Elle ramassa les débris de ma lampe de chevet, alors que moi, je restais plantée là, encore trop secouée pour faire quoi que ce soit.
— Je voulais rompre, admis-je d'une voix étranglée avant de lever le menton, bravache. Et je le veux toujours.
Elle se retourna et me scruta de ses émeraudes émus, tout à coup humides. Cette fille était vraiment mon autre famille. Son bégaiement me toucha en plein cœur.
— Je suis tellement fière de toi. Je sais qu'il en faut de la force pour s'échapper de ce genre de relation. Tous les jours, j'avais peur qu'il t'étrangle ou...
— Il ne m'a jamais violentée, le défendis-je promptement. Il ne ferait jamais ça.
Il ne me battait pas. À quelques reprises, il m'avait peut-être forcée à faire... des choses. Mais toujours sans lever la main sur moi. Il ne me faisait pas mal. Il ne me ferait jamais souffrir délibérément.
Ce sont là ses pensées ou les tiennes ?
Je fermai les yeux aussitôt, assaillie par une vague d'amertume, face à la pitié que me renvoya le visage d'Émilie. Oui, j'étais bien dressée pour le défendre et défendre notre relation dysfonctionnelle. Ça ne m'avait jamais autant frappé avant. Ç'en était pathétique.
Je me rendis dans la cuisine et entrepris de ramasser les débris de vaisselle au rythme de mes perles d'eau silencieuses qui échouaient sur le carrelage.
— On doit trouver une solution, commenta Emilie dans le séjour, de l'autre côté du comptoir.
Je remplissais désormais un sac poubelle avec une vigueur inspirée par ma rage.
— Tu n'es pas responsable de moi, Em !
— On est responsable l'une de l'autre !
Ça avait ma réponse l'année dernière quand elle se laissait dépérir lorsque ses parents l'avaient pratiquement reniée.
— C'est different, objectai-je, en luttant pour ne pas éclater en sanglots à nouveau.
La bougie à la senteur fleur d'hiver était ma préférée.
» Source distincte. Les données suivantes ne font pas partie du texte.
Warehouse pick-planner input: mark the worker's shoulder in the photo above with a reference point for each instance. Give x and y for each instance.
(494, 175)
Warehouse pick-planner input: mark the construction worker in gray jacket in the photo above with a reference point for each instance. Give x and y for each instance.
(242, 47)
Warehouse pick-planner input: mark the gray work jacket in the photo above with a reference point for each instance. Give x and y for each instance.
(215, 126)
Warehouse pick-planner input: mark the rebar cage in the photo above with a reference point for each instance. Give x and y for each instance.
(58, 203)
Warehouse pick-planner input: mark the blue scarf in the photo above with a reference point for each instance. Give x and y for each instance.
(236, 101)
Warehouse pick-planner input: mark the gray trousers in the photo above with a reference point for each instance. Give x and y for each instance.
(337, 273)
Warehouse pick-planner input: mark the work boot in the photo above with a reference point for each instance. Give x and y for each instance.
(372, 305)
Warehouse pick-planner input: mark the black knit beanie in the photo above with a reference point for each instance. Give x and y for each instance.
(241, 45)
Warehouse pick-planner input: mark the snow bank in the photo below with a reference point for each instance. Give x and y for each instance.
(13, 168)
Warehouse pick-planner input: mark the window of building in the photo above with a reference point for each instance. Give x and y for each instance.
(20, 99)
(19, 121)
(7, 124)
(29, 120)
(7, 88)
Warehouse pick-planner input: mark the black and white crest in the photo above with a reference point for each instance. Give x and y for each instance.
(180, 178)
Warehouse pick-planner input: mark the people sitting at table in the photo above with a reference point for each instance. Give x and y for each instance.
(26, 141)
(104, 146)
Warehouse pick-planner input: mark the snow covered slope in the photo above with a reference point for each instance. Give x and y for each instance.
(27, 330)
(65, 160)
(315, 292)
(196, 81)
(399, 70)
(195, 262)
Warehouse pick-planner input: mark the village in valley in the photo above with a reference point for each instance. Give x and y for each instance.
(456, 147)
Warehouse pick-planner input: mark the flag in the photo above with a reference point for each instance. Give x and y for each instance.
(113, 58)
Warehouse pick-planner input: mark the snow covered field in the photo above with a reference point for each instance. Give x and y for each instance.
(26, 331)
Je savais que je pouvais en acheter une autre, mais celle-là était à moi. Et quelqu'un l'avait détruite sur l'ordre de Ben. L'impuissance et la colère me bouffaient les entrailles.
— Tu ne peux pas vivre dans ce bazar, persista la blonde. Et il faut tout laisser en place pour la police.
— Pitié Em ! me lassai-je en attrapant un nouveau sac poubelle.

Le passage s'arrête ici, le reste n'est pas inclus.